It’s been a while since I looked at partitioning trees. Last time I did this sort of thing, I like party in R (created by Hothorn). The idea of conditional inference via sampling makes sense to me. But rpart also had appeal.
In the current application (I can’t give details, but it involves trying to determine who will go to jail among a large sample of arrestees) I cannot use advanced methods like random forests, bagging, boosting etc. – I need an easily explicable rule.
I would also like to have some manual control over which nodes split, as recommended in Zhang & Singer (2010) Recursive Partitioning and Applications. The freeware that comes with that book allows this, but is otherwise rather primitive in its user input.
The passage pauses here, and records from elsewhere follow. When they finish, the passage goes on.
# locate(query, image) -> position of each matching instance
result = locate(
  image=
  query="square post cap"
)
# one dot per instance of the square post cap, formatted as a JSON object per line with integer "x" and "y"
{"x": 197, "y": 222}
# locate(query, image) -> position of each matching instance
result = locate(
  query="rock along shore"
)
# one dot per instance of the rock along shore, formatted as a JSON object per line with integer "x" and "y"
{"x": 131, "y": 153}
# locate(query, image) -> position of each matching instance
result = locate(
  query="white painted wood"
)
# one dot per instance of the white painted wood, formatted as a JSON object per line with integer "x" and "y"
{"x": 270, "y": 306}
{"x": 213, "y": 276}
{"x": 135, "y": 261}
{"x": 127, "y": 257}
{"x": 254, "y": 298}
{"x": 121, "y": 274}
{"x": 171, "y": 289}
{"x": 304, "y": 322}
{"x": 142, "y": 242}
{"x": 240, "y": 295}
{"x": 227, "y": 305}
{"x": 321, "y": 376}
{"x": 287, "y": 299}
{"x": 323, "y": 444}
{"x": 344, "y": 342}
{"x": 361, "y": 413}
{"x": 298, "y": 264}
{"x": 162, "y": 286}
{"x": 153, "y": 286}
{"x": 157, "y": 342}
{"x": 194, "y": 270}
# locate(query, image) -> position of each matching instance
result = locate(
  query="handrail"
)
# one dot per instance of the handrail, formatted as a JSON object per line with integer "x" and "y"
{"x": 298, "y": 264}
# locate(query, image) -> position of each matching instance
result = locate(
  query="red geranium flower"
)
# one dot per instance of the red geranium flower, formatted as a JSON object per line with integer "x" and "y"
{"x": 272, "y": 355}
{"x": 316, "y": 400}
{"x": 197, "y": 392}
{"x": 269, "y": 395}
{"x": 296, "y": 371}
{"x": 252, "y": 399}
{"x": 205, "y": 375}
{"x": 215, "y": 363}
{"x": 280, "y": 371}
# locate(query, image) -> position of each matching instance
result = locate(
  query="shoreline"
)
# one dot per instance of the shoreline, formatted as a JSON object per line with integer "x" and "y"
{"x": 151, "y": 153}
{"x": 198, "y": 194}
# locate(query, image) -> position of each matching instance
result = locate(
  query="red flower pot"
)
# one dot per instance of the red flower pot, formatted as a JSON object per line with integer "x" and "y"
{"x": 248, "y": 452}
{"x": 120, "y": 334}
Any recommendations or suggestions?
I agree with @Iterator that the methodology is easier to explain for rpart. However, if you are looking for easily explainable rules, party (without bagged trees) doesn’t lose anything in regard to explaining the prediction – you still have a single tree. If you are also interested in looking at drivers of the outcome variable (not just pure predictive power) I would still think that party is the way to go – explaining that a decision tree (like rpart) can be quite biased in how it selects which variables are important and how it creates splits. Party uses permutation tests and statistically determine which variables are most important and how the splits are made. So, instead of biased leaning towards categorical variables with many levels, like rpart for example, party uses statistical tests to find the best structure.